Linux-Kongress über freie Software in der Verwaltung in Dornbirn
Am Freitag, dem 12. November 2005 fand in Dornbirn der erste LinuxKongress der Linux User Group Vorarlberg statt. Thema der eintägigen Konferenz war der Einsatz freier Software in der öffentlichen Verwaltung. Dazu hatten die Veranstalter Referenten aus Deutschland, Österreich und der Schweiz eingeladen.
Überraschend präsentierte Peter Pfläging aus dem Referat für Netzwerkdienste und Security der Stadt Wien, dass die Stadt Wien bereits sehr früh damit begonnen hat, freie Software einzusetzen. Dabei wird Open-Source-Software nicht nur angewandt, sondern auch aktiv entwickelt und zur Community zurückgeführt. Beispiele sind das Apache-Modul für NTLM-Authentifizierung und weitere eigene Projekte auf Sourceforge.
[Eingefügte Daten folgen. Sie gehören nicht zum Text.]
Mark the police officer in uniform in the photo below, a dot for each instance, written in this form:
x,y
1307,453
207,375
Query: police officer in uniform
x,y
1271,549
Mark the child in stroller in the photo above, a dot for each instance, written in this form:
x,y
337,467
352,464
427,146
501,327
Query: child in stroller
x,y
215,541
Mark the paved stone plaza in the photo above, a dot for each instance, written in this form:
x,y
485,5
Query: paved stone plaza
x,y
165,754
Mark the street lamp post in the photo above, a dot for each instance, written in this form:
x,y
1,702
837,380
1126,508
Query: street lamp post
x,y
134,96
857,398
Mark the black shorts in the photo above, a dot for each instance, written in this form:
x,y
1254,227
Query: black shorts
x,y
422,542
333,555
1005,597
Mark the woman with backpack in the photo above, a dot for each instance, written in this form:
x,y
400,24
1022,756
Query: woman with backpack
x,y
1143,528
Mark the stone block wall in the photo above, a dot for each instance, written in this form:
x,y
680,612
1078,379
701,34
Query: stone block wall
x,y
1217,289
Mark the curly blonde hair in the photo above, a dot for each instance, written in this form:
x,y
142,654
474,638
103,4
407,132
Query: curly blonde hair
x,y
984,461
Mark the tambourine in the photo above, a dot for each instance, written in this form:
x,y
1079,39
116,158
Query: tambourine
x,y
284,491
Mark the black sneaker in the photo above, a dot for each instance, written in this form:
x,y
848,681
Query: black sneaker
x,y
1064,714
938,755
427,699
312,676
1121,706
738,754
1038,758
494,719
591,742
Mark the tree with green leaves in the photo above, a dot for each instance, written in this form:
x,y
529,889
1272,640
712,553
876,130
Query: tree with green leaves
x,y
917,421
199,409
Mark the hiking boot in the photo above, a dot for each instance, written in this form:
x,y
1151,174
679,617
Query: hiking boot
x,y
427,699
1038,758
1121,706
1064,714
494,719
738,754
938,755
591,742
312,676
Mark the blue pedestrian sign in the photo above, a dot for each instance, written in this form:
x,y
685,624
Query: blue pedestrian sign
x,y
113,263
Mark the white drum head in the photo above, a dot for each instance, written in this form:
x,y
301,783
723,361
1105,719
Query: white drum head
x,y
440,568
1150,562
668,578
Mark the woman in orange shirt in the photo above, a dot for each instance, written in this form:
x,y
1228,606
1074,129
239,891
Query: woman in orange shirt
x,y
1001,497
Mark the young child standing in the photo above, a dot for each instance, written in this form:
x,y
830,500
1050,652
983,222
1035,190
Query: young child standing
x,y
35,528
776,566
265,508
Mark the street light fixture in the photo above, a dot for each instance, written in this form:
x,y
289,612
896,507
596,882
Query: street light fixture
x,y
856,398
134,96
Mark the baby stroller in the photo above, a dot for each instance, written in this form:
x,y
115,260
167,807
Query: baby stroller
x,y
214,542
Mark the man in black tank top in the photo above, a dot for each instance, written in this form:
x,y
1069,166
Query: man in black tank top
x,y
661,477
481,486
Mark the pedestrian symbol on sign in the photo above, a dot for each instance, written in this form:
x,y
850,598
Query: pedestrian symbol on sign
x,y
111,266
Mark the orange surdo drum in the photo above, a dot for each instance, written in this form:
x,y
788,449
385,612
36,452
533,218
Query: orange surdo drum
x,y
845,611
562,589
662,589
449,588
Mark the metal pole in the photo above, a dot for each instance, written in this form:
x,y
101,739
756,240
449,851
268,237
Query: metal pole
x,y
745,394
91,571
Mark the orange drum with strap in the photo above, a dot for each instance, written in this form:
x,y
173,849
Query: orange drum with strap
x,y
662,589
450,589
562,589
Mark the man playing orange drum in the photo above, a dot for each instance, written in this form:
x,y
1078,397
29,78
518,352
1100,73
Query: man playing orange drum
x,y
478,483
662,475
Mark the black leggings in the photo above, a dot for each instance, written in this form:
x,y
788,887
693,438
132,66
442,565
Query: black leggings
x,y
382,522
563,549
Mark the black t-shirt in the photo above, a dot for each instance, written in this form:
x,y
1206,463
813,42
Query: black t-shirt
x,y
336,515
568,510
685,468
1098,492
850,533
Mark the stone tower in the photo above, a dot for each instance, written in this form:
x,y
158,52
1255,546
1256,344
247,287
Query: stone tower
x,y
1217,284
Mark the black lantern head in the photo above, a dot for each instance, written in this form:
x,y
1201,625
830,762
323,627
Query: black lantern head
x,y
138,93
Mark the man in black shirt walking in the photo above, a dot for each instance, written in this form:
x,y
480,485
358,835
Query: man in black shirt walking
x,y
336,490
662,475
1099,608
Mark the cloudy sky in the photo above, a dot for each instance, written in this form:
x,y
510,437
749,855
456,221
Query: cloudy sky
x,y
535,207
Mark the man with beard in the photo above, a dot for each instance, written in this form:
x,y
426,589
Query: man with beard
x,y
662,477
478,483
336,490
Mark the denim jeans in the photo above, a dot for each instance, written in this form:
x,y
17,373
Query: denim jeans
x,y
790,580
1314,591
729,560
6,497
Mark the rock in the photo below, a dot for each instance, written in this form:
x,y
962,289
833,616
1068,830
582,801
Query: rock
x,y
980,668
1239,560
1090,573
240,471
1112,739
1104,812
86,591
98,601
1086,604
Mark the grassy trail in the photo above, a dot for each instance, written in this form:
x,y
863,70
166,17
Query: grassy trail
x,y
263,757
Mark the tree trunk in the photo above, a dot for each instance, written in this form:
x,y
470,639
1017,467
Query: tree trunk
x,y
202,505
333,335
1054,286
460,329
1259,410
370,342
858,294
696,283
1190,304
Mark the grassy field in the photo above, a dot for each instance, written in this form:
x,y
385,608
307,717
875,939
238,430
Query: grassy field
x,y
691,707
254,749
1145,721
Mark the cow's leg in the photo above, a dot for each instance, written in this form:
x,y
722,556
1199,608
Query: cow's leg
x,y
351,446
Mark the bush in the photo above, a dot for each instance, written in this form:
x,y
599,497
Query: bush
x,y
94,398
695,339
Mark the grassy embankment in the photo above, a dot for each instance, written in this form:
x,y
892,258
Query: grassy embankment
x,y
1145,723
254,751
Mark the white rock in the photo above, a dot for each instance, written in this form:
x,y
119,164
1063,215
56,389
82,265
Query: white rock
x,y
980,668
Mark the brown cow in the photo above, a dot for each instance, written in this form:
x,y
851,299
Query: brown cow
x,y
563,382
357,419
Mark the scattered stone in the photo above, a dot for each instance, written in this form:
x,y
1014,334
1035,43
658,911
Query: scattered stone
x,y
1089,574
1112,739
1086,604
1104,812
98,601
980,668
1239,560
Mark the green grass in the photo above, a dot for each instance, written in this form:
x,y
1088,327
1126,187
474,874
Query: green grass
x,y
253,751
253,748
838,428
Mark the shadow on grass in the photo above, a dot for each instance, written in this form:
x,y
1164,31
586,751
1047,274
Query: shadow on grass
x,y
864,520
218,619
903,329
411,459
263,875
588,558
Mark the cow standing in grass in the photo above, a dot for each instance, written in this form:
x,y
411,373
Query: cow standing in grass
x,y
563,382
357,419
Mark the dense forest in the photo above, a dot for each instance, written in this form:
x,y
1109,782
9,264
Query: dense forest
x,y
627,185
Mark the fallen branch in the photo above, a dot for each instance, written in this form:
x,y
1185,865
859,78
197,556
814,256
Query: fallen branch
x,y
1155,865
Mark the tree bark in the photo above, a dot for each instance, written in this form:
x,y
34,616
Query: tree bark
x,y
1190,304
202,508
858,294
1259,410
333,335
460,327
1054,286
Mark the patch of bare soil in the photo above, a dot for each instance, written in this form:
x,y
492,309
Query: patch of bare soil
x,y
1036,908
In Wien werden auf ca. 16.000 Computern ungefähr 1.100 verschiedene Anwendungen genutzt. Ein Drittel der Rechner hat keine Abhängigkeiten zu Microsoft Office oder Windows-Betriebssystemen. Diese könnten sofort auf freie Alternativen umgestellt werden. Diese Entscheidung liegt in Wien jedoch in den Händen der einzelnen Referatsleiter. Das Referat für Netzwerkdienste und Security bietet lediglich mögliche Produkte und den dazugehörigen Support. Die Stadt Wien hat begonnen, einen eigenen Linux-Client auf Debian-Basis zu entwickeln, welcher dann den Referaten wie auch den Mitarbeitern der Stadt zum privaten Einsatz angeboten wird.
Abschließend waren sich bei der Podiumsdiskussion alle Referenten einig, dass in Zukunft eine engere Zusammenarbeit angestrebt werden sollte.